The compliant solution demonstrates how to launch notepad.exe using a low integrity level, regardless of what privilege level the parent process is running from. It also disallows handle inheritance by passing FALSE to the bInheritsHandles parameter, because notepad.exe does not require access to any of the process's handles.

Possible values for the integrity level SID strings are listed in the following table:

Integrity level SIDName

S-1-16-4096

Mandatory Label\Low Mandatory Level

S-1-16-8192

Mandatory Label\Medium Mandatory Level

S-1-16-12288

Mandatory Label\High Mandatory Level

S-1-16-16384

Mandatory Label\System Mandatory Level

Risk Assessment

Failure to follow the principle of least privilege may allow exploits to execute with elevated privileges.

Recommendation

Severity

Likelihood

Remediation Cost

Priority

Level

WIN02-C

High

Likely

High

P9

L2

Automated Detection

Tool

Version

Checker

Description

CodeSonar
8.0p0

BADFUNC.CREATEPROCESS
BADFUNC.CREATETHREAD

Use of CreateProcess
Use of CreateThread

PC-lint Plus

1.4

586

Fully supported

Related Guidelines

ISO/IEC TR 24772Adherence to Least Privilege [XYN]
MITRE CWECWE-250, Execution with unnecessary privileges
CWE-272, Least privilege violation

Bibliography



6 Comments

  1. If I recall correctly, the integrity levels solution would only work on Windows Vista and up. If this is the case, would it be worth mentioning the OS requirement?

    Windows XP is pretty close to end of extended support, so it might not be necessary.

    1. You are correct, but as for mentioning it, I think the comments are fine.  XP is so antiquated and the APIs are documented.  I am not strongly tied one way or the other though.

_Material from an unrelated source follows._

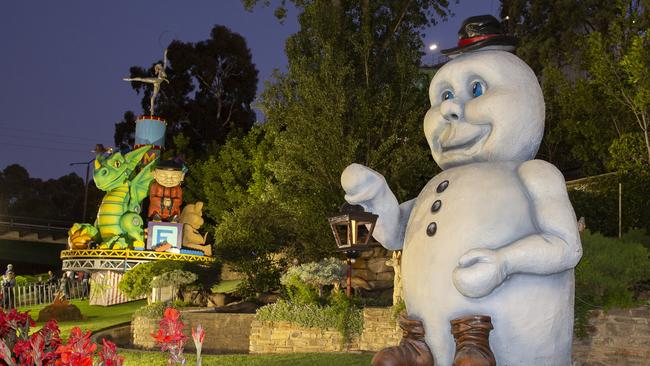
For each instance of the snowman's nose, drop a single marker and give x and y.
(451, 110)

  2. Aaron Ballman "Follow the principle of least privilege" is a very vague sort of recommendation. It is better to have more specific, actionable guidelines. At least based on the example here, I think your rule might be "assign an integrity level to the launched child process".  I'm guessing, however, that this advice is not universally applicable & that there are particular circumstances in which this applies, probably something along the lines of "when spawning a child process that does not require the same privileges as the parent process".

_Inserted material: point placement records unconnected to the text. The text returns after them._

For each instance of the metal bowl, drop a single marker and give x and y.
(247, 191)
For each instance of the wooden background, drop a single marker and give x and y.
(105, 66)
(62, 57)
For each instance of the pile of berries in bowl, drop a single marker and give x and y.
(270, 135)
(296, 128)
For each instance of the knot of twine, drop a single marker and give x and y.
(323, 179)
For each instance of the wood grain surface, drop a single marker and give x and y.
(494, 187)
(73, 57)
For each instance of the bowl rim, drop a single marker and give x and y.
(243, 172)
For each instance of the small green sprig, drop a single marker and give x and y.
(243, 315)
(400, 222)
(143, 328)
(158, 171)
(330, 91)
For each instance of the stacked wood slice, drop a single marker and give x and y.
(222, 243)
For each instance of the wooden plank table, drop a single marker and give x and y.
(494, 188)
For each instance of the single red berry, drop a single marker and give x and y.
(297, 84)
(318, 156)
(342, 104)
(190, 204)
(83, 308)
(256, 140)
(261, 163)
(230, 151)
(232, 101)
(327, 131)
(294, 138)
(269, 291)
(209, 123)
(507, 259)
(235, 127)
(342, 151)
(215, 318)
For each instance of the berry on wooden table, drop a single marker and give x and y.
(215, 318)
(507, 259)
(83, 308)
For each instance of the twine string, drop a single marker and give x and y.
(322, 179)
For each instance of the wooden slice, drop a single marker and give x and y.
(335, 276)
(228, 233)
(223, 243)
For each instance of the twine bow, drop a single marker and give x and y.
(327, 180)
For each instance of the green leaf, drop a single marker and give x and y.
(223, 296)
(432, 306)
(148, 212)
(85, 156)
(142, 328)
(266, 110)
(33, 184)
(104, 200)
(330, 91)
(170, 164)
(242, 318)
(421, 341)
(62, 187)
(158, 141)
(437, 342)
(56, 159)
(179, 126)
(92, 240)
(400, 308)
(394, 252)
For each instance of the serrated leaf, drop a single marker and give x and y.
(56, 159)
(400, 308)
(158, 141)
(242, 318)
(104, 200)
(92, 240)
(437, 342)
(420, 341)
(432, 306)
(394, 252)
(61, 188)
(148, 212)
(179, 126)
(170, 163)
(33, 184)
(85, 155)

    I'm on the fence about if this should be a rule or a guideline.  To be a rule, an automated analysis tool or manual auditor must be able to tell if the rule has been violated.  I suppose one way to do this would be to inspect the code for the spawned process to determine if it requires the privileges of the parent process.  That is probably not viable in the general case, because you probably don't have the source for the program you are spawning.  Guideline?

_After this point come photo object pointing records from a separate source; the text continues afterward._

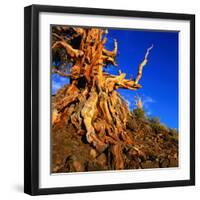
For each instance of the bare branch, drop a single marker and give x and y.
(111, 53)
(142, 64)
(74, 53)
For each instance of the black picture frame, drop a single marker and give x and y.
(31, 99)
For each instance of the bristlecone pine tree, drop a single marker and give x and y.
(92, 101)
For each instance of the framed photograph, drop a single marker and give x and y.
(109, 100)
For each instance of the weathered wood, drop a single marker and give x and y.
(91, 99)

    1. There's basically no way we can automate this guideline because we have no way of knowing what privileges the child process requires.  So recommendation probably makes more sense than rule.

       

      As for the title, I agree that it's a bit vague.  But the guideline encompasses two distinct situations (privileges of the child process, process handle inheritance).  I was toying with splitting handle inheritance out into its own guideline, but it'd be awfully small and the code example would not be drastically different (basically, the guideline is telling the user to pass FALSE to bInheritsHandles when spawning off a child process, unless the child needs to inherit handles for some reason (which is rather rare).  In both cases, it's related to least privileges guidance.

      1. Restrict privileges when spawning child processes?

        If someone were getting ready to spawn a child process, you would want it obvious from the title that the guideline might contain some relevant advice.

         

        1. I like it!  Changed to the new title.